The High Cost of Ethanol
The Associated Press issued a damning report on the negative effects of ethanol. Green lobby hardest hit.
One advantage for Iowa in being first on the presidential calendar is that candidates get an earful of talk on rural and agricultural issues. This, among other reasons, is why we have ethanol mandates.
Unfortunately, the “clean, green” energy that promised to eventually wean us off our dependence on foreign oil has turned out to be neither clean nor green. According to a lengthy Associated Press report on the subject, for example, over 1.2 million acres of formerly pristine prairie in Nebraska and the Dakotas have been plowed under for cornfields. Farmers are now eschewing modest conservation payments in favor of chasing a corn market where prices top $7 a bushel, leaving observers to bemoan the “raping [of] the land” and the “ecological disaster” ethanol has created.
With all that new acreage in mainly marginal land being used for crops, additional supplies of nitrogen-rich fertilizer are required. While it helps boost corn yields to some extent, the fertilizer that leaches away from the fields makes its way to local streams that eventually wind their way to the Gulf of Mexico, contributing to an expanding “dead zone” in that body of water. It’s also affected water supplies downstream, with the city of Des Moines, Iowa, asking consumers to curtail their water usage this past summer because of excess nitrogen in two local rivers that supply the city.
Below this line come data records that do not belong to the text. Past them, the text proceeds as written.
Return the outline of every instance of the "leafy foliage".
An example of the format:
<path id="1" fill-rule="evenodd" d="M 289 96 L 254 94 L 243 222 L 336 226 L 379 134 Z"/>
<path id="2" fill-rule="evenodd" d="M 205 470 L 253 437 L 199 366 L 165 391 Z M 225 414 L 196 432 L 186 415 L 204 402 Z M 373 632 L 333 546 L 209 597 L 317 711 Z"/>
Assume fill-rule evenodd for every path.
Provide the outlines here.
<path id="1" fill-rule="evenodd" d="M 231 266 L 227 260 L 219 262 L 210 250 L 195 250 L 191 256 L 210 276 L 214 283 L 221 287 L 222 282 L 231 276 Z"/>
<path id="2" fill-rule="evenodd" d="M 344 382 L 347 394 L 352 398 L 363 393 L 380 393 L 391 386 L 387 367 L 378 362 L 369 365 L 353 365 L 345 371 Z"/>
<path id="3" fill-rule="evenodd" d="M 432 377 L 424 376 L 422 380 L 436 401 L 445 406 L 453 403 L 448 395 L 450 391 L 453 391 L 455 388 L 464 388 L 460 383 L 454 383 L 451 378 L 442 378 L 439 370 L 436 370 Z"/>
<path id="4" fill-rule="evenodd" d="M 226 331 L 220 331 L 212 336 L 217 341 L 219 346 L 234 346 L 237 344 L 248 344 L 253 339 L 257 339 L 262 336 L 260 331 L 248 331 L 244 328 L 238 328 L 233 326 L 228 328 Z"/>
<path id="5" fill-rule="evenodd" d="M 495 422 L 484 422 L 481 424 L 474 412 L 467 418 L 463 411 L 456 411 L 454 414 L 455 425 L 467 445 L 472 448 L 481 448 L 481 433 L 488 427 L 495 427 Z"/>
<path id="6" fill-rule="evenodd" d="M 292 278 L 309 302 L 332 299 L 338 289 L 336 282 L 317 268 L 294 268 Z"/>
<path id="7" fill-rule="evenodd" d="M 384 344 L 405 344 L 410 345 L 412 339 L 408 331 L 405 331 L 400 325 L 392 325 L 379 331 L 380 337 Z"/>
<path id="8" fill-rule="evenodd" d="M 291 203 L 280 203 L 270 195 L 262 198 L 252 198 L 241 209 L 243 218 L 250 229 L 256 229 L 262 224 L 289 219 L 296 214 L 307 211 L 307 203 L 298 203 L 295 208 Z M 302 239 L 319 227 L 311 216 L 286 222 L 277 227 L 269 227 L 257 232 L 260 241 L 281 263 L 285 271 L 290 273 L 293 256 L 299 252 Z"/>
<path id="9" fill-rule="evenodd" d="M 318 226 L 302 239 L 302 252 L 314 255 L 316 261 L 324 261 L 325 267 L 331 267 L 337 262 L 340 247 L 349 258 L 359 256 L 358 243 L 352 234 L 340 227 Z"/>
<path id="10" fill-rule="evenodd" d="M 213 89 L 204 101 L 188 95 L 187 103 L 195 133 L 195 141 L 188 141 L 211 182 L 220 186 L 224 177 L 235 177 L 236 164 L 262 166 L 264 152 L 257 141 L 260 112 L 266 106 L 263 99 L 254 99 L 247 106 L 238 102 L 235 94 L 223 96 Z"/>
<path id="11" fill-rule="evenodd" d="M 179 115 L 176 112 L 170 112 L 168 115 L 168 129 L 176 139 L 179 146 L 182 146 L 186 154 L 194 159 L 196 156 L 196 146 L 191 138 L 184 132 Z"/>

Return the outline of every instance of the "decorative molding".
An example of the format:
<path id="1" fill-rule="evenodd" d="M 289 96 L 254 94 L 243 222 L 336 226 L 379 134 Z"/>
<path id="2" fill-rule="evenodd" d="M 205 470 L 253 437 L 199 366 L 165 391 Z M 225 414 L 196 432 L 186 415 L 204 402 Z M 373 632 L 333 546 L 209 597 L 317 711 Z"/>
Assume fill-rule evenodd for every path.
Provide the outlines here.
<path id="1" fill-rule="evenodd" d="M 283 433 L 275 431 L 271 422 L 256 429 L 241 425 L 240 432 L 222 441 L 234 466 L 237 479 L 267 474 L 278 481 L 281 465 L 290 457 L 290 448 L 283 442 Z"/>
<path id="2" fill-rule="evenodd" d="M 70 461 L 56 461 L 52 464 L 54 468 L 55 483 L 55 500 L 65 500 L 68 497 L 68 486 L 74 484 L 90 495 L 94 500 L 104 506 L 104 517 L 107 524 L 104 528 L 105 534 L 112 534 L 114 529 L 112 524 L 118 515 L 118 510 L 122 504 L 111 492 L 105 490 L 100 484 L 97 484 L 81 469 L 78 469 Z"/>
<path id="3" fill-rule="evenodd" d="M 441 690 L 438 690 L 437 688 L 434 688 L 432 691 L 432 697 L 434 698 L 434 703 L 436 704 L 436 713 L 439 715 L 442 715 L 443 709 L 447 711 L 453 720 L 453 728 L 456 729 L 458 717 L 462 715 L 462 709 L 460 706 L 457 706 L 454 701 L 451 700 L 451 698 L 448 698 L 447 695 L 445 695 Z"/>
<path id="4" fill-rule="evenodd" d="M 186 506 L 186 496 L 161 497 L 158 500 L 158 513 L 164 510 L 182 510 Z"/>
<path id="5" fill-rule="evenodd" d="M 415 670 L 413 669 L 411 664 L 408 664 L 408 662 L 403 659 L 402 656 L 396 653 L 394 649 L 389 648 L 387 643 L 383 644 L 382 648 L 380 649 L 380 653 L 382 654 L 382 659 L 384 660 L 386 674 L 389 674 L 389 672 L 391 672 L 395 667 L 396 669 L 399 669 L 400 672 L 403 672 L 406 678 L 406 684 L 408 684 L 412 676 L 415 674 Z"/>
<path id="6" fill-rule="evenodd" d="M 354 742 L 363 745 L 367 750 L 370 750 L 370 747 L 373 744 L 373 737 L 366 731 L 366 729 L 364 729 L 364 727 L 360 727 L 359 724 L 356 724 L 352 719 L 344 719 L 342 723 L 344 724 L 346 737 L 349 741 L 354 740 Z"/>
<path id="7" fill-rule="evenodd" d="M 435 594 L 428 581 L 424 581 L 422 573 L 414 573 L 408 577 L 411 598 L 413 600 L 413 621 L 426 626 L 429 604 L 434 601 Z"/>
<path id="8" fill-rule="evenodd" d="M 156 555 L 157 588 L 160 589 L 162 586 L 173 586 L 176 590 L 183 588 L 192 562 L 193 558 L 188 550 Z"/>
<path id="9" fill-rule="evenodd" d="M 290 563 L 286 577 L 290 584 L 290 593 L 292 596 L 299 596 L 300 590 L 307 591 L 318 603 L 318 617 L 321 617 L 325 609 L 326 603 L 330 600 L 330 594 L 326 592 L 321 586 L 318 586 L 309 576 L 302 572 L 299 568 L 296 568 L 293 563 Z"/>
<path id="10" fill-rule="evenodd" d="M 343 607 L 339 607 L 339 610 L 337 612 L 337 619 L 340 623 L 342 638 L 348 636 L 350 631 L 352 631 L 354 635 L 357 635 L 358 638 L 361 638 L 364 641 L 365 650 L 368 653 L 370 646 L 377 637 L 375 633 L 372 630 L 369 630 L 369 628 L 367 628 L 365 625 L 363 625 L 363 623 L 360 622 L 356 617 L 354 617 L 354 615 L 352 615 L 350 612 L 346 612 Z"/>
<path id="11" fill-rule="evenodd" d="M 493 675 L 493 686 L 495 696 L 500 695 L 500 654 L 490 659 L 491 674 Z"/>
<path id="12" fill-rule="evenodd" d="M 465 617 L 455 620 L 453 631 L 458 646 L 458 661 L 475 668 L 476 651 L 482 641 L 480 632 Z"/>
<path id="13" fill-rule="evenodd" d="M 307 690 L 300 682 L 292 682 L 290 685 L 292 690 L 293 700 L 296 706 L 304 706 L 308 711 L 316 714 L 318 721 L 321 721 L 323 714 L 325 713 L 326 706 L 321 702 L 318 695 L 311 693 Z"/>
Yet the EPA, which first mandated the usage of ethanol as a fuel in 2007, is reluctant to curtail its mandated use as a blend for gasoline despite the economic and environmental effects their flawed assumptions have led to. Notably, the Obama administration refuses to give the oil industry a victory. One big change since the ethanol law was passed six years ago is the boom in domestic production, which has kept oil prices low and made ethanol even less attractive price-wise. But farmers have to be able to make a living.
So eliminating or reducing these corn-earmarks would be political suicide for a number of politicians of both parties who represent those states where corn is king. With Obama in office, these regulations are going nowhere.